Pardon8

Sainte Croix centre d'étude et de prière orthodoxe

Le pardon : pour rompre avec une logique meurtrière

Notre civilisation et bien d’autres avant nous, ont été fondées sur le meurtre. Qu’il nous suffise de rappeler la civilisation égyptienne, l’empire romain, l’empire mongol,…et tous les génocides qui ont eu lieu dans l’histoire.
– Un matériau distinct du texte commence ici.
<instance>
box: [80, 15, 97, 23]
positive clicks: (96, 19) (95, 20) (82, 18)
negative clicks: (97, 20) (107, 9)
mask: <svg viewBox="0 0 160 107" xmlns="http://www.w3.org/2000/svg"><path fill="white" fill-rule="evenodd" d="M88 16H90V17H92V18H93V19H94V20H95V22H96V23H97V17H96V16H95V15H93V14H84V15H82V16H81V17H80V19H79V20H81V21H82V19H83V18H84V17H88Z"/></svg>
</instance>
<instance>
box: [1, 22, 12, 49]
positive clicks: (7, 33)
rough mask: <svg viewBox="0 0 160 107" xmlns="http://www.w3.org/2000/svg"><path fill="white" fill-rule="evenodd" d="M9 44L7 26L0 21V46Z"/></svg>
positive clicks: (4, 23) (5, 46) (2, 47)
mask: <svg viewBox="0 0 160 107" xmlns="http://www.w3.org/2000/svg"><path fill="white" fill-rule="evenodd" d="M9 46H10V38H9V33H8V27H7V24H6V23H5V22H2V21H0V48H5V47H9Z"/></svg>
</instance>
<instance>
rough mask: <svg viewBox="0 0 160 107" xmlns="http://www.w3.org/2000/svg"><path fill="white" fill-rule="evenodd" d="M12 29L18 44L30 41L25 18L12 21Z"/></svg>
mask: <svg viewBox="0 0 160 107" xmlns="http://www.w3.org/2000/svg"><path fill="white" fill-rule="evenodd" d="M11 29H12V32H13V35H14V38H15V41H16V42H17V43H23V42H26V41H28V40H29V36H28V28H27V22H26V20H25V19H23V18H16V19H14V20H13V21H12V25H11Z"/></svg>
La logique meurtrière est à l’oeuvre partout, elle éclabousse nos écrans de télévision, nos journaux à tel point qu’elle fait partie de notre univers et alimente la violence et la haine en permanence. Sans cesse il nous est montré combien la violence engendre la violence par la force du mimétisme. La loi de la répétition est à l’oeuvre sans que l’on puisse lui entrevoir un terme.

Est-il possible de briser la logique meurtrière, de rompre avec la fascination du mal, avec l’enchaînement et le déchaînement de la violence ? Est-il possible de sortir de la répétition et de l’inertie du passé, des mécanismes inconscients mis en place par l’enfant blessé qui est en chacun de nous ?

Père Philippe Dautais

1  |  2  |  3  |  4  |  5  |  6  |  7  |  8  |  9

8. Le pardon vrai est un pardon en vérité

Pardon et vérité riment ensemble. La vérité est la condition de la réconciliation. Il ne peut y avoir de vraie relation s’il subsiste des non-dits, si chacun ne reconnaît pas ses fautes pour les assumer dans le repentir, c’est-à-dire dans l’amour de Dieu. Le repentir et le pardon sont liés (Luc 17/3) et ne trouvent leur sens que dans la relation à Dieu qui « ne veut pas la mort du pécheur mais qu’il se convertisse et qu’il vive » (Ez. 18).

Le pardon n’est pas oubli mais expression d’un surcroît d’amour qui perçoit la beauté et la richesse de l’autre sans s’arrêter à l’apparaître, aux apparences. Cela suppose d’avoir un regard neuf qui ne soit pas entaché des mémoires parasites (jugements, critiques…). Pardonner c’est dire à l’autre qu’il est plus que ses fautes ou ses crimes, beaucoup plus que l’image qu’il peut avoir de lui-même. C’est renoncer à réduire l’autre à ses manques ou à ses fautes, à l’enfermer dans un jugement pire dans une condamnation ou dans une culpabilité qui pourraient le mener à l’endurcissement du c?ur. En final, pardonner à l’autre c’est l’accepter dans sa différence, dans son altérité. Différence vécue non plus comme rivalité mais comme richesse.

L’oubli ne signifie pas le pardon mais le refoulement. Dans le même ordre l’impunité laisse triompher le mensonge et peut être un encouragement à la poursuite des violations.

Si la vérité est nécessaire pour se libérer des répétitions de l’histoire elle doit s’accompagner du pardon. Les deux sont très difficilement conciliables. Beaucoup s’y sont essayés tel Gandhi qui a été un maître en la matière et pour qui la dimension de la vérité était centrale. D’autres s’y essayent encore tel aujourd’hui Nelson Mandela en Afrique du sud.

Faire la vérité est nécessaire pour que les préjudices soient bien établis mais elle doit être accompagnée du pardon pour briser le cycle infernal des rancunes destructrices. En effet, hors de l’esprit du pardon, la blessure engendre la révolte, le ressentiment, la rancune qui vont nourrir l’esprit de vengeance, en bref la violence. Cultiver le ressentiment, c’est prendre le risque d’entrer dans la logique meurtrière du jugement, de l’accusation du frère, de la calomnie dans le secret dessein de se faire justice, de redresser les torts.